Asked about acquiring the minority interest, Reed reminded analysts, “We have said over time we would like to own the entirety” of Oncor.

Sempra’s regulatory commitments “are intended to preserve the independence of Oncor and help ensure that Oncor is protected for the customers it serves in Texas … and able to continue to perform in accordance with its financial plans for its customers and shareholders,” Reed said.

The regulatory commitments include:

  • Preserving Oncor’s board independence;
  • Maintaining the utility’s current management team, workforce and Dallas-based headquarters;
  • Not incurring any debt at EFH as part of the transaction or in the future;
  • Keeping strong ring-fence provisions to maintain both legal and financial separation among Oncor, Sempra and their affiliates;
  • Ensuring Oncor’s customers don’t bear any of the transaction costs; and
  • Supporting Oncor’s five-year, $7.5 billion capital investment plan.

NextEra’s inability to abide by similar ring-fencing measures imposed by the PUC sank its own bid to acquire Oncor earlier this year. The commission also rejected Dallas-based Hunt Consolidated’s attempted acquisition over concerns that taxing savings wouldn’t be shared with Texas ratepayers.

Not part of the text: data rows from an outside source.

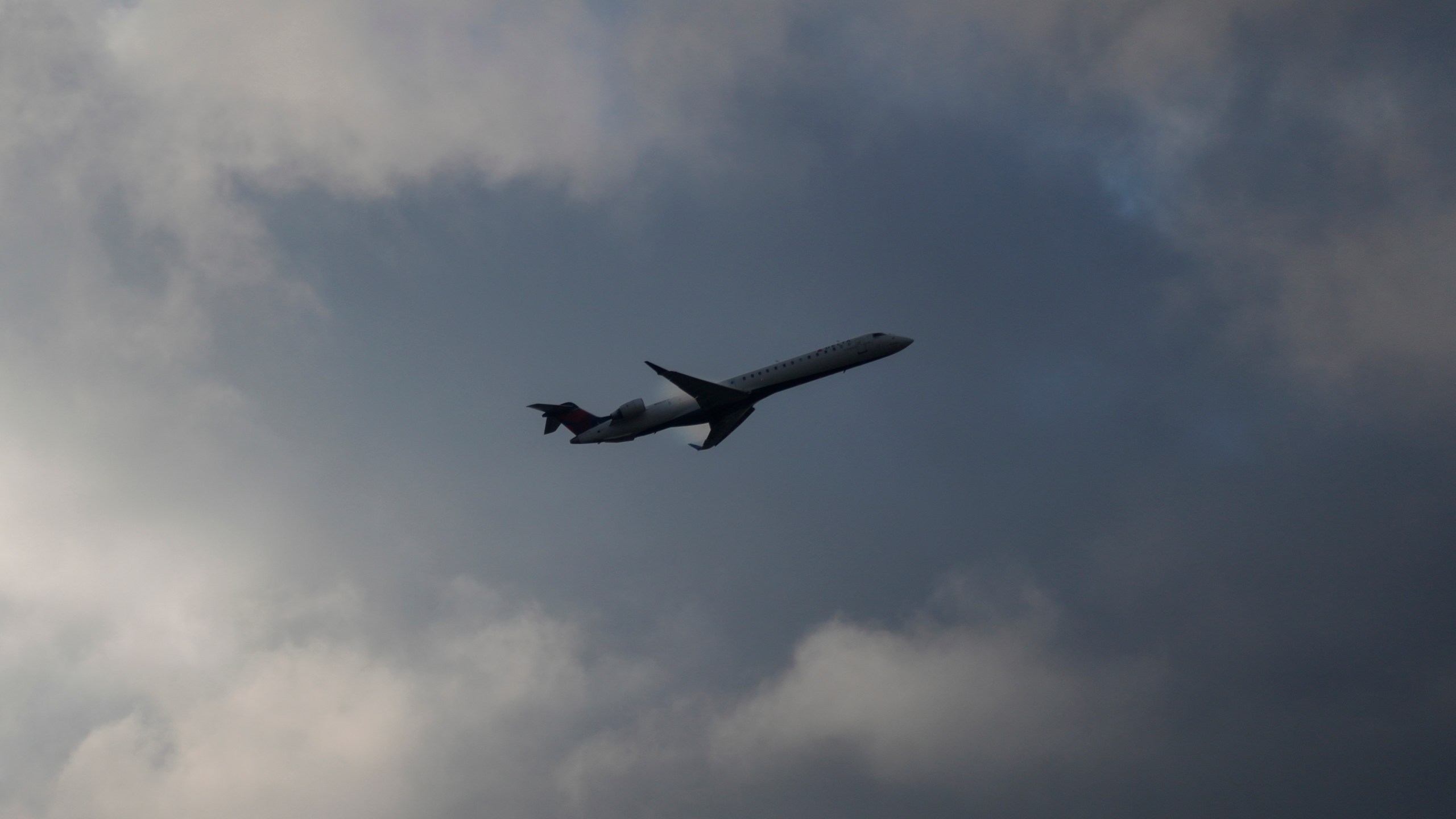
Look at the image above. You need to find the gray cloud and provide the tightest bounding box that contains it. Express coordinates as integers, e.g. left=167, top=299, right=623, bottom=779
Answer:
left=0, top=0, right=1456, bottom=817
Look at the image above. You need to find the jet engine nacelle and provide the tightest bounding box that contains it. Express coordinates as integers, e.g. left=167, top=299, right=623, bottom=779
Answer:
left=611, top=398, right=647, bottom=421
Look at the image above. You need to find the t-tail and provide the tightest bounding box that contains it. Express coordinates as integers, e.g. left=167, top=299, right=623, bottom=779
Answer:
left=530, top=401, right=606, bottom=436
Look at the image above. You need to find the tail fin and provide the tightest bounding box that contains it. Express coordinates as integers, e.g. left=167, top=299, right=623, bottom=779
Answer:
left=530, top=401, right=606, bottom=436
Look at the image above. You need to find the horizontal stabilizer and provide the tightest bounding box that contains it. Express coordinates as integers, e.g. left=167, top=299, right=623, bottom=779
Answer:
left=527, top=401, right=606, bottom=436
left=644, top=361, right=750, bottom=408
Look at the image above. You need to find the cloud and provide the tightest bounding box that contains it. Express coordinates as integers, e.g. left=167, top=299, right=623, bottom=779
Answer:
left=712, top=586, right=1156, bottom=787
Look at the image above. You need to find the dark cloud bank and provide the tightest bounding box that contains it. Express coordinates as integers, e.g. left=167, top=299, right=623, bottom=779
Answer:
left=0, top=2, right=1456, bottom=817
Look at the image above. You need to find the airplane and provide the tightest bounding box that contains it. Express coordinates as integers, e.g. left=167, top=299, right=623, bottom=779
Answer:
left=528, top=332, right=915, bottom=450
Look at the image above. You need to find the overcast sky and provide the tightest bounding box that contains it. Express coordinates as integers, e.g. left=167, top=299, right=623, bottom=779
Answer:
left=0, top=0, right=1456, bottom=819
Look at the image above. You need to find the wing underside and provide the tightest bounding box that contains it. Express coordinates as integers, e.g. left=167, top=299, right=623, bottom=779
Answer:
left=644, top=361, right=748, bottom=408
left=689, top=407, right=753, bottom=450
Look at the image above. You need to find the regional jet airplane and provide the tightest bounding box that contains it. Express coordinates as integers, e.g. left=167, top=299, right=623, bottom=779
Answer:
left=530, top=332, right=913, bottom=449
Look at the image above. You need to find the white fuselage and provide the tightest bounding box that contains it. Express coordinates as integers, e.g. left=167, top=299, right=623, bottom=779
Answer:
left=572, top=332, right=912, bottom=443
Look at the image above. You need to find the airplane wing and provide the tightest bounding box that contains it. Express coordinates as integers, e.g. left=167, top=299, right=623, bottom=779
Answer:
left=687, top=407, right=753, bottom=450
left=644, top=361, right=748, bottom=405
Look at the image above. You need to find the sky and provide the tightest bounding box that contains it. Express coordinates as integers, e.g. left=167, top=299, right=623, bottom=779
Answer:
left=0, top=0, right=1456, bottom=819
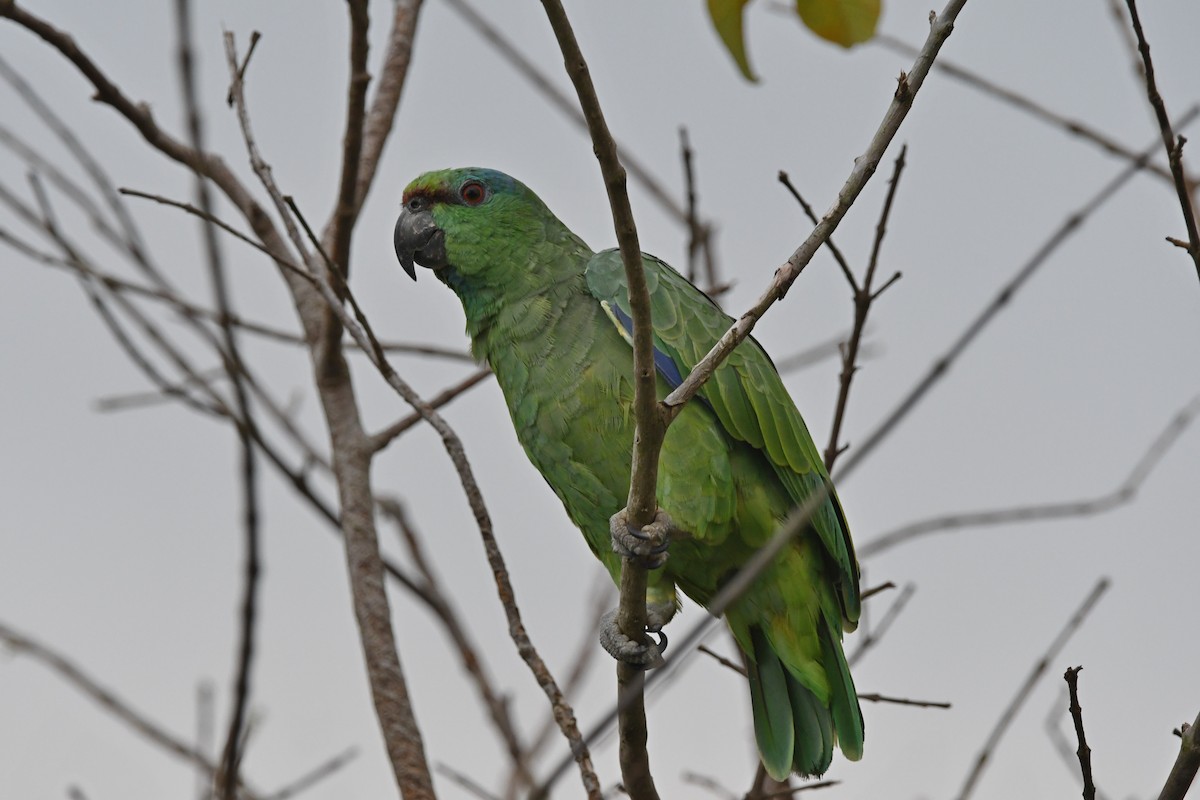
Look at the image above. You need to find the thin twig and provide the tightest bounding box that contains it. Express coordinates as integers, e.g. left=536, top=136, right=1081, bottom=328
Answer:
left=354, top=0, right=422, bottom=211
left=858, top=692, right=952, bottom=709
left=846, top=583, right=917, bottom=667
left=196, top=680, right=217, bottom=800
left=175, top=0, right=260, bottom=800
left=379, top=499, right=533, bottom=787
left=446, top=0, right=688, bottom=225
left=1126, top=0, right=1200, bottom=278
left=1042, top=688, right=1108, bottom=800
left=370, top=367, right=492, bottom=451
left=270, top=747, right=359, bottom=800
left=858, top=395, right=1200, bottom=558
left=1062, top=667, right=1096, bottom=800
left=955, top=578, right=1109, bottom=800
left=1158, top=714, right=1200, bottom=800
left=696, top=644, right=746, bottom=678
left=0, top=622, right=258, bottom=799
left=679, top=127, right=718, bottom=289
left=224, top=32, right=436, bottom=800
left=276, top=190, right=600, bottom=800
left=775, top=332, right=878, bottom=375
left=779, top=169, right=858, bottom=293
left=679, top=772, right=739, bottom=800
left=433, top=762, right=500, bottom=800
left=868, top=34, right=1171, bottom=180
left=824, top=145, right=908, bottom=471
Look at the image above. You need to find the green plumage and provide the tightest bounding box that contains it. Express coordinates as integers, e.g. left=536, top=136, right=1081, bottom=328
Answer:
left=396, top=169, right=863, bottom=780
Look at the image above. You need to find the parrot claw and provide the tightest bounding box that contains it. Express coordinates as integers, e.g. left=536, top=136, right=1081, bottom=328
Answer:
left=608, top=509, right=676, bottom=570
left=600, top=609, right=667, bottom=669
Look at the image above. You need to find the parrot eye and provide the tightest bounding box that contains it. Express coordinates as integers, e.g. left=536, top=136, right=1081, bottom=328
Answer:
left=458, top=181, right=487, bottom=205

With the filing, the PUC now has 180 days to render a decision. The 2017 state legislature approved a bill that was recently signed into law giving the commissioners an extra 60 days if they find “good cause.”

Sempra and Oncor already cleared one regulatory hurdle after a U.S. Bankruptcy Court in Delaware approved the merger agreement in September. (See Bankruptcy Court Advances Sempra Bid for Oncor.)

The agreement remains subject to customary closing conditions, including further approvals by the PUC, Bankruptcy Court, FERC and the U.S. Department of Justice.